Christophe Léon
Ed Seuil, collection Karactère(s)
En deux courtes nouvelles, Christophe Léon revient sur deux catastrophes industrielles du XXème siècle, qu’il nous décrit en suivant le parcours de ses innocentes victimes.
En 1959, Yukio voit sa famille rejetée par le village après la naissance de sa petite sœur, gravement handicapée. Ce village, situé dans la baie japonaise de Minamata, vit depuis toujours de la pêche. Or, les animaux, puis les enfants, tombent inexplicablement malades. Un jour, les autorités viennent les informer qu’il leur est désormais interdit de vendre et de consommer du poisson. Mais personne ne leur en explique la raison. Bien plus tard, ils apprendront que l’usine de Chiso a déversé des rejets de mercure dans la mer. Réduits à la misère, les habitants du village continueront à se nourrir des produits de la mer, se condamnant ainsi à un inexorable empoisonnement.

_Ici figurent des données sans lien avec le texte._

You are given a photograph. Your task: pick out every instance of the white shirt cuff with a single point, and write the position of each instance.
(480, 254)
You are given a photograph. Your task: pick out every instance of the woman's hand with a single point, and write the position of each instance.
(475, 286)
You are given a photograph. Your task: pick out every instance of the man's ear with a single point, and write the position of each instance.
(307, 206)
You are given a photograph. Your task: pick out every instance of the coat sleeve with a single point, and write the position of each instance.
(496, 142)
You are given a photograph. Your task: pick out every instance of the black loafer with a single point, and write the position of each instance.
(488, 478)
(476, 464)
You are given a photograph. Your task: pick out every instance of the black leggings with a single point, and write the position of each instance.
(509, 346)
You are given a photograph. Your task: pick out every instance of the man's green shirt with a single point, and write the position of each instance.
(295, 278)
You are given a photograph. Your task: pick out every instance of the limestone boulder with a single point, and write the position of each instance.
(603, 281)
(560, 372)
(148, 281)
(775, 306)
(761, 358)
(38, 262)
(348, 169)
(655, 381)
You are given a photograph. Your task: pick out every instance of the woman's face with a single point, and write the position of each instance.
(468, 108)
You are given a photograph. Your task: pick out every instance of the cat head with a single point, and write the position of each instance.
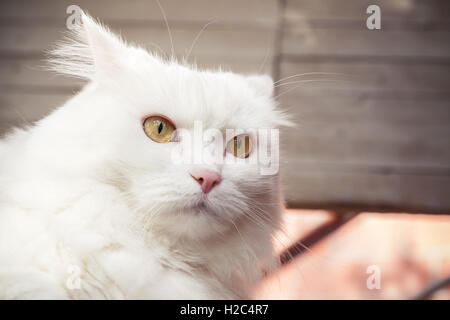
(139, 111)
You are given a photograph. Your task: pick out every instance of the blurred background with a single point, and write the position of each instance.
(366, 172)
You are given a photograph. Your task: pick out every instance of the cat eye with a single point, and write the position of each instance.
(239, 146)
(159, 129)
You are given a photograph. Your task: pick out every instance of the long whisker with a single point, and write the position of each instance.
(198, 37)
(167, 26)
(314, 74)
(307, 81)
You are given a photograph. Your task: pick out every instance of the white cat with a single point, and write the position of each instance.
(93, 207)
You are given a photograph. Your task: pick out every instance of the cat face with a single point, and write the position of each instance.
(140, 112)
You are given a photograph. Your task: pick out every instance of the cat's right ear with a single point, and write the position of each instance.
(90, 50)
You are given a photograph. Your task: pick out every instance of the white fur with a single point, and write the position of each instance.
(86, 188)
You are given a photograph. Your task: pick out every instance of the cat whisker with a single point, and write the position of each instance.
(306, 81)
(313, 74)
(194, 42)
(167, 26)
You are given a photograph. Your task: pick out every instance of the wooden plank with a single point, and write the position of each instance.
(377, 144)
(323, 187)
(236, 11)
(31, 72)
(244, 44)
(317, 139)
(301, 40)
(429, 10)
(329, 110)
(360, 75)
(28, 107)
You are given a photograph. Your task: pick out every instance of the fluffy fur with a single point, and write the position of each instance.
(85, 193)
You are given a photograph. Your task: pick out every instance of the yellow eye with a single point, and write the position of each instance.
(159, 129)
(239, 146)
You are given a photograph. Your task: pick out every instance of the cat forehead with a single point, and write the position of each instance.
(217, 99)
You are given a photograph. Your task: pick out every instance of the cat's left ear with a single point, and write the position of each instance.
(262, 84)
(106, 48)
(90, 51)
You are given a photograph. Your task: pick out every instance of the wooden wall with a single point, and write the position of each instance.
(372, 132)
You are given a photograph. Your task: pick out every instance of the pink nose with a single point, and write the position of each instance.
(206, 178)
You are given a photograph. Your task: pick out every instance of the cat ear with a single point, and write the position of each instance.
(90, 50)
(262, 84)
(107, 49)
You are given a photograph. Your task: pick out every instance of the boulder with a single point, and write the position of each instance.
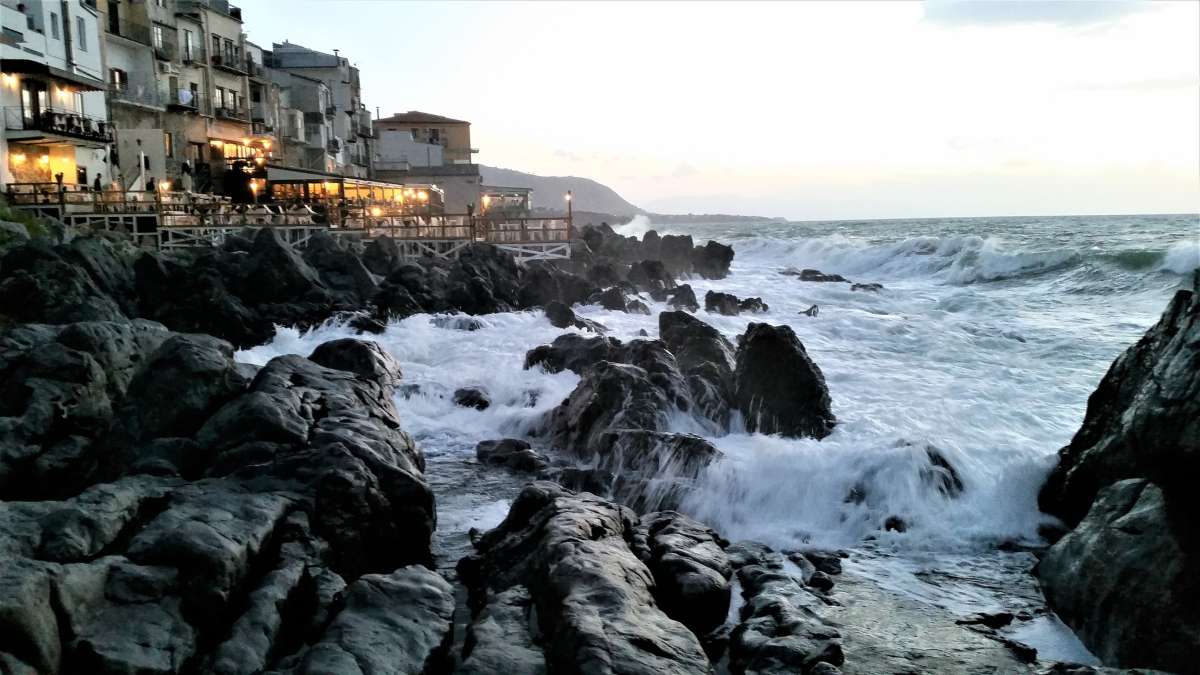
(706, 359)
(1122, 580)
(510, 453)
(778, 388)
(595, 605)
(721, 303)
(713, 260)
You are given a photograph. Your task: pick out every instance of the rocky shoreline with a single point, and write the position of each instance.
(168, 509)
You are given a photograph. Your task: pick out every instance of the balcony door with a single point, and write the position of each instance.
(34, 101)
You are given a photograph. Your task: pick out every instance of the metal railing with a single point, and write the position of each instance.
(64, 123)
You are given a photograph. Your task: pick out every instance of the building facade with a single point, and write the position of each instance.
(52, 93)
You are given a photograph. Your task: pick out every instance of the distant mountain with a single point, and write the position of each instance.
(549, 191)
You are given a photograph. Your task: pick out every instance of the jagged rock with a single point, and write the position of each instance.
(399, 622)
(510, 453)
(363, 358)
(779, 389)
(574, 352)
(595, 599)
(690, 568)
(1121, 579)
(498, 640)
(651, 275)
(721, 303)
(706, 359)
(1143, 420)
(683, 298)
(867, 287)
(713, 260)
(815, 275)
(472, 398)
(561, 316)
(780, 631)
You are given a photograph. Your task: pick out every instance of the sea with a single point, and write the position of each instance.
(985, 341)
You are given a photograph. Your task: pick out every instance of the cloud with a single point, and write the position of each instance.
(1061, 12)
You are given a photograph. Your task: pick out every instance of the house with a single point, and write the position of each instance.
(52, 93)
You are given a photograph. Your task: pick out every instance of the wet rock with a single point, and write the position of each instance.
(690, 568)
(683, 298)
(1141, 422)
(651, 275)
(594, 597)
(499, 640)
(713, 260)
(363, 358)
(399, 622)
(453, 322)
(706, 359)
(1120, 579)
(510, 453)
(472, 398)
(561, 316)
(778, 388)
(721, 303)
(573, 352)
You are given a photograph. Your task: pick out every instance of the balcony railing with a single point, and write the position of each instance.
(185, 100)
(227, 63)
(232, 113)
(129, 30)
(132, 93)
(63, 123)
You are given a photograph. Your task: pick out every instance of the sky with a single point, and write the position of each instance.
(807, 111)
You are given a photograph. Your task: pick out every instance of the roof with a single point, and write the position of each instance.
(417, 117)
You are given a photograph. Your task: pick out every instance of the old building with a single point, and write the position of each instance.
(52, 93)
(417, 147)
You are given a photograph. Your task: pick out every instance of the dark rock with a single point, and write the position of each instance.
(690, 568)
(1143, 420)
(1121, 579)
(651, 275)
(721, 303)
(363, 358)
(778, 388)
(561, 316)
(399, 622)
(510, 453)
(595, 599)
(573, 352)
(683, 298)
(713, 260)
(472, 398)
(706, 360)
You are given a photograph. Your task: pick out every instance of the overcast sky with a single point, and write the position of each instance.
(807, 109)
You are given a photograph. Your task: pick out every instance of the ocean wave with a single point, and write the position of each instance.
(959, 260)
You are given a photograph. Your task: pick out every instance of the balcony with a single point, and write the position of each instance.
(133, 93)
(185, 100)
(231, 113)
(61, 123)
(228, 63)
(129, 30)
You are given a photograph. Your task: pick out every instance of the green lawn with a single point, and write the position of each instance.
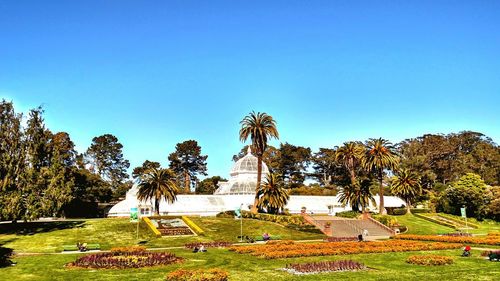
(48, 237)
(387, 266)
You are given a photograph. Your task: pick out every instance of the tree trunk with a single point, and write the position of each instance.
(187, 182)
(259, 178)
(381, 193)
(157, 207)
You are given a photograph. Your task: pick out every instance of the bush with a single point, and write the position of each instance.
(214, 274)
(325, 266)
(430, 260)
(226, 214)
(386, 220)
(348, 214)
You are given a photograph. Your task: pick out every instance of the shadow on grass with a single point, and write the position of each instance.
(30, 228)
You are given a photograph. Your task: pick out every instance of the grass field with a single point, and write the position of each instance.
(48, 238)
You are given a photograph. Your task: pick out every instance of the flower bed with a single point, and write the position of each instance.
(488, 240)
(214, 244)
(270, 251)
(200, 274)
(429, 260)
(340, 239)
(125, 259)
(324, 266)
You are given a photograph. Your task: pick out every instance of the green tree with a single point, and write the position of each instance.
(379, 156)
(272, 196)
(208, 185)
(259, 127)
(188, 162)
(12, 162)
(158, 184)
(106, 157)
(469, 191)
(140, 170)
(294, 161)
(406, 184)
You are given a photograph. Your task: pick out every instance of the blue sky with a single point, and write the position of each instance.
(155, 73)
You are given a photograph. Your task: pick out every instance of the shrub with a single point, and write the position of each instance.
(325, 266)
(226, 214)
(399, 211)
(214, 274)
(348, 214)
(429, 260)
(123, 260)
(488, 240)
(214, 244)
(278, 251)
(386, 220)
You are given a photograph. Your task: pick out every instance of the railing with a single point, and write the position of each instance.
(383, 226)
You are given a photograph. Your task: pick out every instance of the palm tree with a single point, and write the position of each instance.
(259, 127)
(272, 196)
(350, 156)
(357, 196)
(158, 184)
(406, 184)
(379, 156)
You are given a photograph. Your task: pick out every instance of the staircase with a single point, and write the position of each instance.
(343, 227)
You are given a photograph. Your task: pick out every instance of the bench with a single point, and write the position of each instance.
(75, 248)
(272, 237)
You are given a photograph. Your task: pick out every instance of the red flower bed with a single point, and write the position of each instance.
(340, 239)
(338, 248)
(125, 259)
(324, 266)
(214, 244)
(489, 240)
(429, 260)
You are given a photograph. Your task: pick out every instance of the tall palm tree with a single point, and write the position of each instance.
(272, 196)
(357, 196)
(406, 184)
(350, 155)
(379, 156)
(259, 127)
(158, 184)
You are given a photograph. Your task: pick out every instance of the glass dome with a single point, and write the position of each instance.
(243, 178)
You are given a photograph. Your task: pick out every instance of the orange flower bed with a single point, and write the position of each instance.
(429, 260)
(338, 248)
(489, 240)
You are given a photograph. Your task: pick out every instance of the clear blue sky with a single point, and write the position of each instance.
(155, 73)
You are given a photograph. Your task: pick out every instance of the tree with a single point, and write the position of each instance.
(147, 165)
(208, 185)
(406, 184)
(12, 162)
(106, 156)
(379, 156)
(188, 161)
(469, 191)
(357, 195)
(350, 155)
(158, 184)
(272, 196)
(259, 127)
(293, 163)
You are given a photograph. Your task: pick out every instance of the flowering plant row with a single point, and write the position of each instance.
(340, 239)
(324, 266)
(125, 259)
(338, 248)
(489, 240)
(200, 274)
(429, 260)
(214, 244)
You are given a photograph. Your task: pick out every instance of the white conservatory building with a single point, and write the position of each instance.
(238, 190)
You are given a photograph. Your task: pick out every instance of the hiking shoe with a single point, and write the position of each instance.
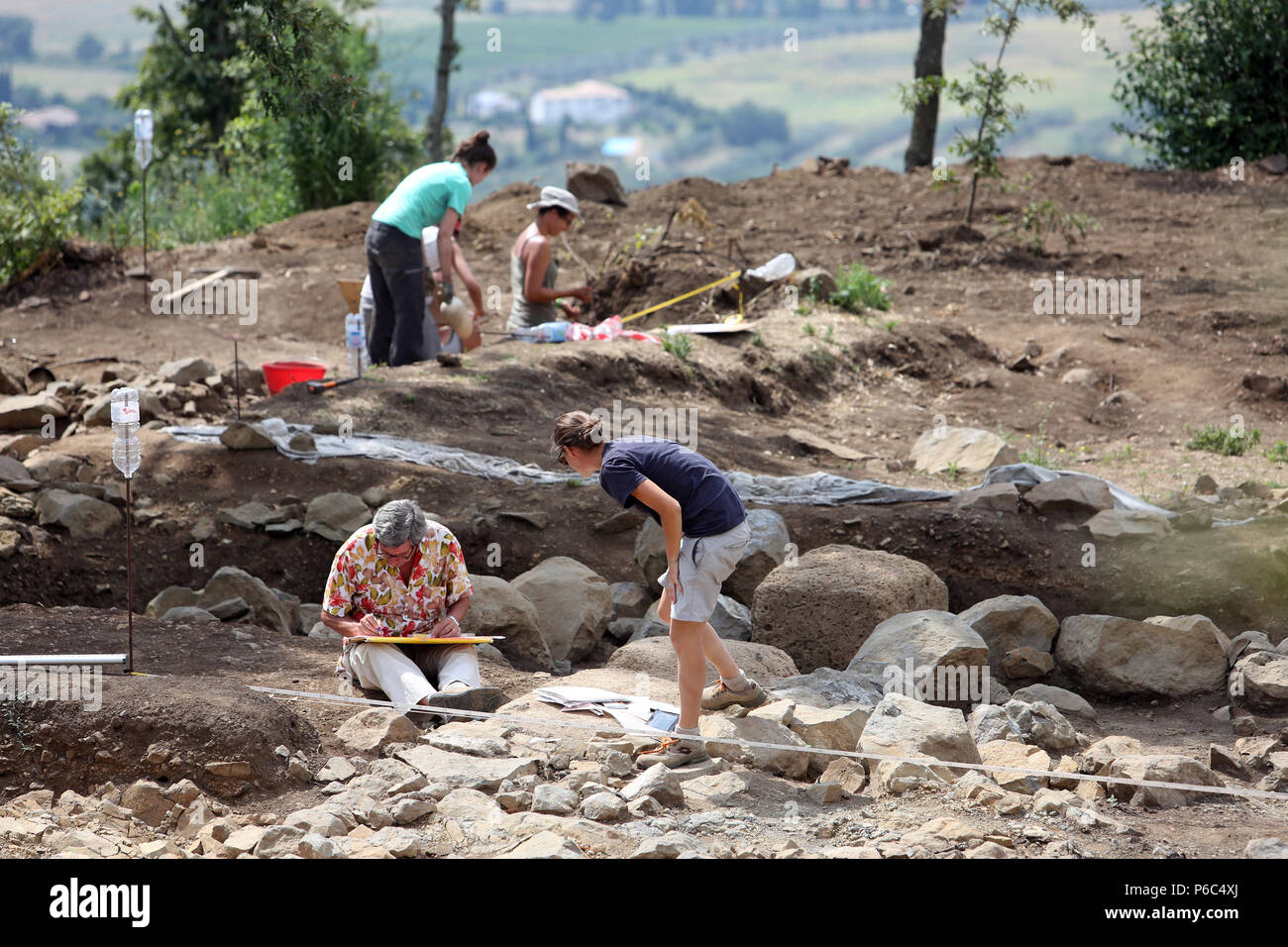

En 1998, Gaz, jeune orphelin solitaire, survit comme tant d’autres enfants dans les rues de Bhopal, en Inde. Il a trouvé refuge dans l’ancienne usine maudite, celle qui a laissé échapper un nuage meurtrier quatorze ans plus tôt, causant des centaines de morts. Il y recueille Rasheeda et organise avec elle une nouvelle vie, faite de petites joies et de gros risques, sous la menace constante de la police. En parallèle, nous découvrons comment ses parents ont disparu à sa naissance, pendant la nuit de la catastrophe, et comment son père, qui travaillait alors pour Union Carbide, avait tenté de l’éviter.
Yukio et Gaz nous font vivre les conséquences de ces drames écologiques, dus au cynisme des groupes industriels et à l’incurie des pouvoirs publics. Inconscientes victimes du profit, ces adolescents nous font partager leur quotidien tragique avec l’énergie de la jeunesse, l’espoir chevillé au corps. La grande force de ces nouvelles réside dans les qualités d’une écriture objective, visuelle et nerveuse. Loin de toute complaisante, elle emporte sans effort l’adhésion à ses personnages, et l’absence totale de discours explicatifs donne aux récits valeur de témoignages sans que les ressorts de la fiction soient y soient jamais sacrifiés.
En quatre pages de conclusion, l’auteur rappelle les faits en quelques phrases lapidaires et des chiffres à glacer le sang. En préambule, il écrit des mots simples qui vous vont droit au coeur et je ne résiste pas à l’envie de les faire partager:
« … Je pense sincèrement que la lutte contre les catastrophes, qu’elles soient naturelles ou engendrées par l’homme, ne doit pas négliger celle contre les injustices sociales. Ce sont toujours les plus faibles qui subissent les premiers les conséquences de nos erreurs. Le progrès ne vaut que s’il est partagé par tous. Les adolescents de mon livre n’ont pas cette chance. Ils se battent et tentent de survivre avec leurs moyens, même faibles, et c’est pourquoi, me semble-t-il, ils en sont d’autant plus remarquables. »
Comme son précédent roman, Silence, on irradie, cette lecture ne fait pas partie des distractions faciles. Elle est un de ces cris d’alarme salutaires et indispensables, encore trop rares en littérature jeunesse.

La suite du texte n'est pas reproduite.